17. The system of claim 16, wherein the action includes sending an indication of the anomaly to a device associated with the POS terminal.

18. The system of claim 9, wherein the action comprises transmitting a replacement transaction card to a user associated with the user account, transmitting a text message to a device associated with the user account, or transmitting an instruction to perform a contactless interface transaction to an associated device, or a combination thereof.

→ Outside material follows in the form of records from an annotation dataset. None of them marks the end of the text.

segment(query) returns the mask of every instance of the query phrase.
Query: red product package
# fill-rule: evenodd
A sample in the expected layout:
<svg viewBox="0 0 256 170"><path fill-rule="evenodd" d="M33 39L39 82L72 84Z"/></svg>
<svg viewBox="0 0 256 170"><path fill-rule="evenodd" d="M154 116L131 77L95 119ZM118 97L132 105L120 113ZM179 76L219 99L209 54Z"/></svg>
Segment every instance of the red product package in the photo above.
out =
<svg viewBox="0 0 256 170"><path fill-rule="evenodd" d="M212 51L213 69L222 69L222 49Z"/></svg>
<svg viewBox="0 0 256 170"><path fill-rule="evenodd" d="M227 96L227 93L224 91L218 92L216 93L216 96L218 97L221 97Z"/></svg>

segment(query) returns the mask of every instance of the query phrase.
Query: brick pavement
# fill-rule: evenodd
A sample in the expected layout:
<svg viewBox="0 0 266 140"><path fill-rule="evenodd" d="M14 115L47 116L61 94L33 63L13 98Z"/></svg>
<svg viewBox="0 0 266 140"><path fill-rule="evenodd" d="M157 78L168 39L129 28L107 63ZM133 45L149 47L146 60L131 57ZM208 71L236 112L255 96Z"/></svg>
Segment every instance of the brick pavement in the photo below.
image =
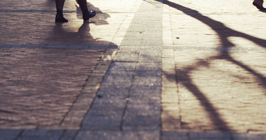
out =
<svg viewBox="0 0 266 140"><path fill-rule="evenodd" d="M53 1L0 2L0 139L266 139L264 12L102 1L63 24Z"/></svg>

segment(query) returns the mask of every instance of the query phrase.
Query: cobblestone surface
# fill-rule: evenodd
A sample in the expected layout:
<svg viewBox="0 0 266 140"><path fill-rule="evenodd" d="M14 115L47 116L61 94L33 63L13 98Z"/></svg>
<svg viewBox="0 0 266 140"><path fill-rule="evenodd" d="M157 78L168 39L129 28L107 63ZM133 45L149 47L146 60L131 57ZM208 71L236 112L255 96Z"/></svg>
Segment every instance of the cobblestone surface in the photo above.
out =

19. A computer-implemented method, comprising:

detecting, by a quality assurance applet executing on a processor, a transaction attempt via one of a plurality of interfaces;

receiving, by the quality assurance applet, data associated with the transaction attempt, the data including a timestamp associated with the transaction attempt and an interface type of one of the plurality of interfaces;

storing, by the quality assurance applet, the data in a storage structure of a memory;

detecting, by the quality assurance applet, a reading of the data by the computing device via a Near Field Communication (NFC) interface of the plurality of interfaces;

encrypting, by the quality assurance applet, the data associated with the transaction attempt using an encryption algorithm, a customer identifier, and a private key; and

causing, by the quality assurance applet, the data to be communicated to the computing device via the NFC interface.

20. The computer-implemented method of claim 19, wherein the interface on which the transaction attempt is detected is one of a contact interface or a contactless interface, the contact interface comprising a magnetic stripe interface or an EMV interface, and the contactless interface comprising an NFC interface.